I've been programming on the Mac since 1990, and on Cocoa and its predecessors since 1997. Almost exactly 10 years ago, I bought a used NeXT workstation and installed the OPENSTEP 4.2 "prelude to Rhapsody" release that developers were sent so I could get up to speed with the API, and what I found was that the OpenStep framework and Interface Builder were to software development what the Macintosh was to end- user computing.

My skills with PowerPlant and C++ translated readily to the new environment, and a lot of things were much more consistent and made more sense under a single, unified API than they did under the "layered" API that PowerPlant plus the Toolbox represented. (The main revelations at the time for me were NSTableView and NSBrowser.)

My point is that while it will be different from what you're used to, Cocoa does have its own gestalt and if you follow some of the modern learning materials -- such as the Hillegass book -- you'll have an easy time getting up to speed with the way it does things, and you'll be building real, Mac-quality applications with it in no time.
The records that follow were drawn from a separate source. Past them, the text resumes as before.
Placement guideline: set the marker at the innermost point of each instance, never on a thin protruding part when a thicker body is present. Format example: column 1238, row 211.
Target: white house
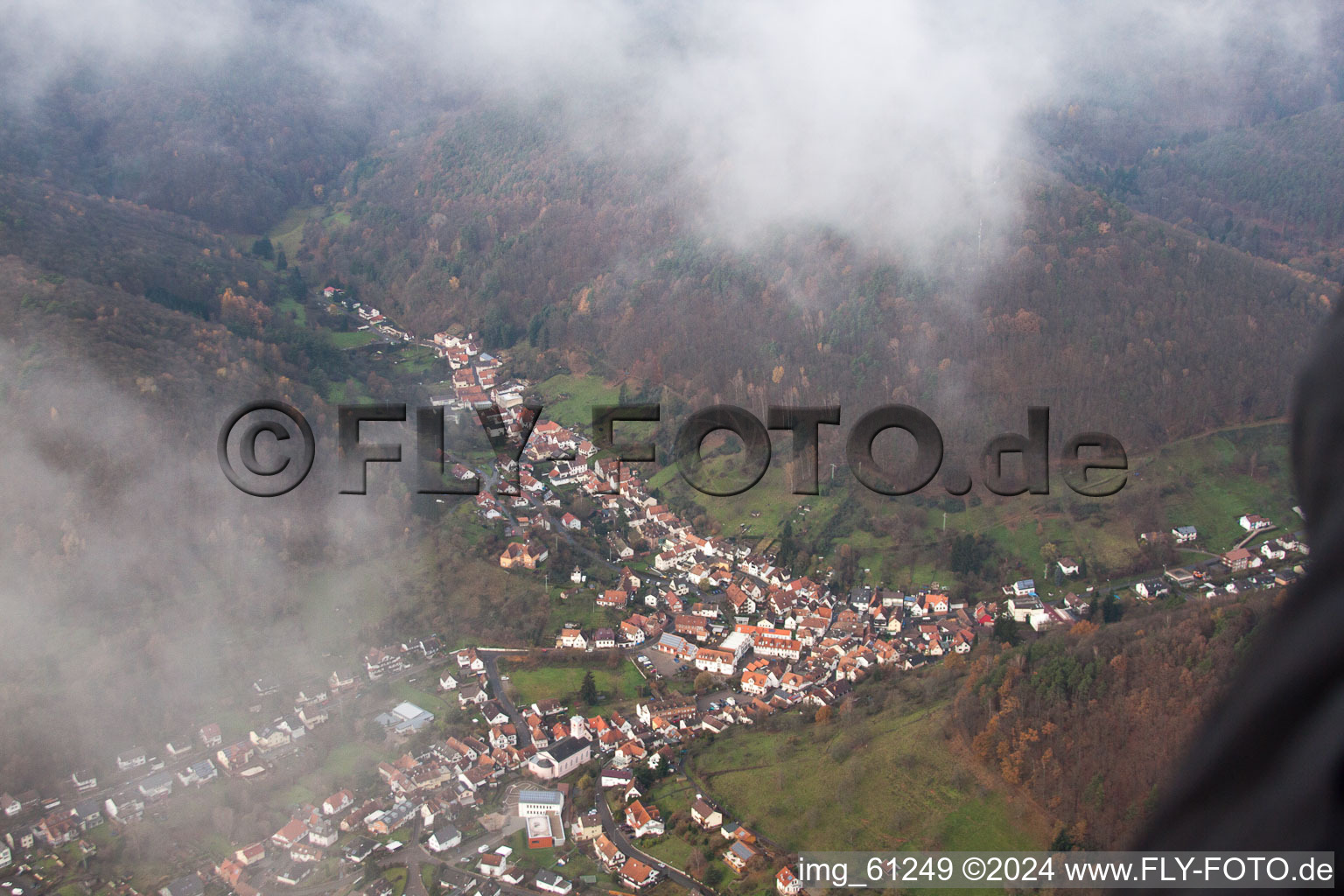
column 1184, row 534
column 445, row 837
column 561, row 758
column 551, row 883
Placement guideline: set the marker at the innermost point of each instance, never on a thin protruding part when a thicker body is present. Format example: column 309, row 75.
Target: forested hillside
column 1092, row 720
column 1269, row 190
column 1080, row 303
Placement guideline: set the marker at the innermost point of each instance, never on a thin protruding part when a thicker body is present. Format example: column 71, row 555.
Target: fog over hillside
column 819, row 153
column 890, row 122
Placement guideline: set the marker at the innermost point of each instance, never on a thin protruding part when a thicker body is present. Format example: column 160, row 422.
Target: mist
column 890, row 122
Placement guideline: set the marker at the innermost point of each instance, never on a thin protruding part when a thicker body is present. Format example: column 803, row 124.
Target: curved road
column 613, row 830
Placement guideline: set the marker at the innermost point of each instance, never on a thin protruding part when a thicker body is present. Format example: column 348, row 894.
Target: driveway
column 613, row 830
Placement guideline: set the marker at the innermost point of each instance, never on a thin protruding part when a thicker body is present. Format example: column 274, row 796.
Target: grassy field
column 354, row 339
column 290, row 233
column 887, row 782
column 423, row 699
column 569, row 399
column 562, row 682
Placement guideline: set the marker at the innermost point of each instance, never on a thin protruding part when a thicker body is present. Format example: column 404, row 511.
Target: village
column 551, row 797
For example, the human interface of an application like Larry's FileBuddy would be relatively straightforward to build in Cocoa with Interface Builder -- including getting the little behaviors correct. And whatever representation makes the most sense -- whether C against POSIX, Objective-C against Foundation, or C++ against Toolbox -- can be used for the data model that the human interface presents to the user.